Edit: I had posted a different code below. I have changed it.
function [t,y] = RK4(fun,t0,tN,h,y0)
% RK4: Solves IVP using using Runge-Kutta Method
% [t,y] = RK4(fun,t0,tN,h,y0):
% Solves the given IVP using Runge-Kutta fourth order method
% https://en.wikipedia.org/wiki/Runge%E2%80%93Kutta_methods
%
% input:
% fun = An anonymous function describing y'(t) = f(t,y)
% t0 = Initial value of t
% y0 = Intial value of y at t0
% tN = Final value of y
% h = Step size
% output:
% t = Values of t
% y = Values of y calculated at all t
%
% Author: Divyaprakash
t = t0:h:tN;
nt = numel(t);
y = zeros(1,nt);
y(1) = y0;
for i = 1:nt-1
k1 = fun(t(i),y(i));
k2 = fun(t(i)+h/2, y(i)+h*k1/2);
k3 = fun(t(i)+h/2, y(i)+h*k2/2);
k4 = fun(t(i)+h,y(i)+h*k3);
y(i+1) = y(i) + 1/6*h*(k1 + 2*k2 + 2*k3 + k4);
end
end

Jan on 11 Jul 2021
A small modification of your code let accept RK4 vector functions also:
function [t, y] = RK4(fun, t0, tN, h, y0)
t = t0:h:tN;
nt = numel(t);
y = zeros(numel(y0), nt);
y(:, 1) = y0;
for i = 1:nt-1
k1 = fun(t(i), y(:, i));
k2 = fun(t(i)+h/2, y(:, i) + h*k1/2);
k3 = fun(t(i)+h/2, y(:, i) + h*k2/2);
k4 = fun(t(i)+h, y(:, i) + h*k3);
y(:, i+1) = y(:, i) + h * (k1 + 2*k2 + 2*k3 + k4) / 6;
end
Divyaprakash on 15 Jul 2021
Thanks. I was unaware of these license requirements.

Steven Lord on 11 Jul 2021
It doesn't, not the way I think you mean it.
odefun = @(x,T) [T(2); -a*(Ta-T(1))];
This is not two "individual function[sic] defined in each row in my Runge-Kutta function". This is one anonymous function that accepts two inputs, x and T (which must have at least two elements) and returns a vector as its output. That vector has at least two elements assuming neither a nor Ta were empty, but still just one function.
You could call your odefun with two inputs and then index into the vector that odefun returns, but that does not make odefun two functions in any way, shape, or form.
f = @(x, y) [sind(x); cosd(y)];
z = f(45, 135)
z = 2×1
0.7071 -0.7071
z(2) - cosd(135)
ans = 0
Because of the way f is constructed and called, z(2) is cosd(135).
Divyaprakash on 11 Jul 2021
Okay.
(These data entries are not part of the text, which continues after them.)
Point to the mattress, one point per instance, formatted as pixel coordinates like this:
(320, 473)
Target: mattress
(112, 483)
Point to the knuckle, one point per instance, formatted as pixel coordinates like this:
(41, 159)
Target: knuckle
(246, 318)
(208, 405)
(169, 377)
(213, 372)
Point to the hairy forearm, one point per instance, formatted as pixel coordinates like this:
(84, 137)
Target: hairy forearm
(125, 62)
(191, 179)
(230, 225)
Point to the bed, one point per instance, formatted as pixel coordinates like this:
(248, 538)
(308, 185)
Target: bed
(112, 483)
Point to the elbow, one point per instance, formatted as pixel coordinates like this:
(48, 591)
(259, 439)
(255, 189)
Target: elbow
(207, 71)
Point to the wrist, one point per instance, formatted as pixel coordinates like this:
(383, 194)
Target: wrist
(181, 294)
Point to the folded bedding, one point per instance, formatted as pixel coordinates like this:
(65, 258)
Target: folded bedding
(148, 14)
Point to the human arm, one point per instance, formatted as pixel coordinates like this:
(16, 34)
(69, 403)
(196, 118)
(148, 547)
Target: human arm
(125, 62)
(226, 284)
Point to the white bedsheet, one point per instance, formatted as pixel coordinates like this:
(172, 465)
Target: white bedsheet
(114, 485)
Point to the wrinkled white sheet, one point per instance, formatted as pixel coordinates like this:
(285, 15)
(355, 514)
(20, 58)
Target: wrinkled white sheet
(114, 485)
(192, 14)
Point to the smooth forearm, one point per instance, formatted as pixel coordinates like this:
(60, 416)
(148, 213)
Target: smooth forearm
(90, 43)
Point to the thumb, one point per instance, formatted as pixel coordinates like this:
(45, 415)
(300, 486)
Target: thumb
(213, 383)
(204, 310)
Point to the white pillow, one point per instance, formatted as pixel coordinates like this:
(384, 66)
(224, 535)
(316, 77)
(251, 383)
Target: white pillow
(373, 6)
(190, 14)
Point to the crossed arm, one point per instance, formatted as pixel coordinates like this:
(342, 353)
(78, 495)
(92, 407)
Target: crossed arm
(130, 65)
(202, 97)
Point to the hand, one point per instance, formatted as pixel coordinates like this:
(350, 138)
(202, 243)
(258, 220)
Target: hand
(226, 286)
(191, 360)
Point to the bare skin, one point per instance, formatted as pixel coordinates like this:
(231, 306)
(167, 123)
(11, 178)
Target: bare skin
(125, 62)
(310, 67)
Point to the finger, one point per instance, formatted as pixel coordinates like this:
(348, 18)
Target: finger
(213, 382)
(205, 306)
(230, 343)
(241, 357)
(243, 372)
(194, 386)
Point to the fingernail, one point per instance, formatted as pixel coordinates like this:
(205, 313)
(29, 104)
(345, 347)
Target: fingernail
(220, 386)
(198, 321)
So if I want to use the same formulation of odefun as in ode45 in my RK code, then I should just index into the corresponding output as in the code below? Do you recommend some better way or is this fine?
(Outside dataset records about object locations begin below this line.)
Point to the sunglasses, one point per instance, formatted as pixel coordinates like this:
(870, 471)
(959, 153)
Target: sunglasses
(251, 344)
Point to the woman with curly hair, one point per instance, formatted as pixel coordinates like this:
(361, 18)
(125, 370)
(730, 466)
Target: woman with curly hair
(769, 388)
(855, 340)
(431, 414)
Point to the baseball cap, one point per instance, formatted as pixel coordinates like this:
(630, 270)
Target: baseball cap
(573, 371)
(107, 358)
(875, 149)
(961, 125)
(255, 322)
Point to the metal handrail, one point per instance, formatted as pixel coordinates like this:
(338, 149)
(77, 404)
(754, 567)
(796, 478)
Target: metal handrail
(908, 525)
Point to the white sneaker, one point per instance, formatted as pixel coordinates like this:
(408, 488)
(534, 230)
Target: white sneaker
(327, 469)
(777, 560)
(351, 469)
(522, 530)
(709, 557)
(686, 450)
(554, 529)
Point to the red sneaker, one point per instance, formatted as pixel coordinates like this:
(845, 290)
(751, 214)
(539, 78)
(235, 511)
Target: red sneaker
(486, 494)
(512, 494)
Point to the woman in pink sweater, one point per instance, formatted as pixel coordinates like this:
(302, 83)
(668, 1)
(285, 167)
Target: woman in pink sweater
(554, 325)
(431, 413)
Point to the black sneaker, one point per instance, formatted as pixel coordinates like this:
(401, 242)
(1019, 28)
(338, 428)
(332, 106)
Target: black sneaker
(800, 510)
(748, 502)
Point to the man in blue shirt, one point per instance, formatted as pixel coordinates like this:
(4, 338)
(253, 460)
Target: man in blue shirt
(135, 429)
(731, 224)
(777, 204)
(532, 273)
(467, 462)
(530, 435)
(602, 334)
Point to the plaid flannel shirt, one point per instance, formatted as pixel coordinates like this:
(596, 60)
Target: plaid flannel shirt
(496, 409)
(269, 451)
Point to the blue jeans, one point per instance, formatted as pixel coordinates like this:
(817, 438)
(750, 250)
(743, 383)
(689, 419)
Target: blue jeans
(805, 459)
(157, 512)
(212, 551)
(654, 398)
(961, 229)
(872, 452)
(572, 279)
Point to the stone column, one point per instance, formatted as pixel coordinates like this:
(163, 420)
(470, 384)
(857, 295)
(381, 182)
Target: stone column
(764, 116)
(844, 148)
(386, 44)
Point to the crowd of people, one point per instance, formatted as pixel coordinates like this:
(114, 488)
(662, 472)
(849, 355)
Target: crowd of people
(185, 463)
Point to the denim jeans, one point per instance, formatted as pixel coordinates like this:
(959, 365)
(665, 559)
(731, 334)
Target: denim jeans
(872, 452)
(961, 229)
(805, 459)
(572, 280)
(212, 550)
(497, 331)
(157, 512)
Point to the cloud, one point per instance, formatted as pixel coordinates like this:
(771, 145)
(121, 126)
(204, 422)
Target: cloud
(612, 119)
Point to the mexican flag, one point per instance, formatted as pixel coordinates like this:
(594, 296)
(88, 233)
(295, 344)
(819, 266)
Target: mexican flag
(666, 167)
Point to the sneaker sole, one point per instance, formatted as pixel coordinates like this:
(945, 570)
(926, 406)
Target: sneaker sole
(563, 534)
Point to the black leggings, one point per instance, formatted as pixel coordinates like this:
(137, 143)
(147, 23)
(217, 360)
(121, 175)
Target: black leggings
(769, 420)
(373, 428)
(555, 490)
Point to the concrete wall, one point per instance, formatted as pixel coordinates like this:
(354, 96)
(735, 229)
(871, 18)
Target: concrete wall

I am using N to index into the output in the code below.
for i = 1:nt-1
k1 = fun(t(i),y(i));
k2 = fun(t(i)+h/2, y(i)+h*k1(N)/2);
k3 = fun(t(i)+h/2, y(i)+h*k2(N)/2);
k4 = fun(t(i)+h,y(i)+h*k3(N));
y(i+1) = y(i) + 1/6*h*(k1(N) + 2*k2(N) + 2*k3(N) + k4(N));
end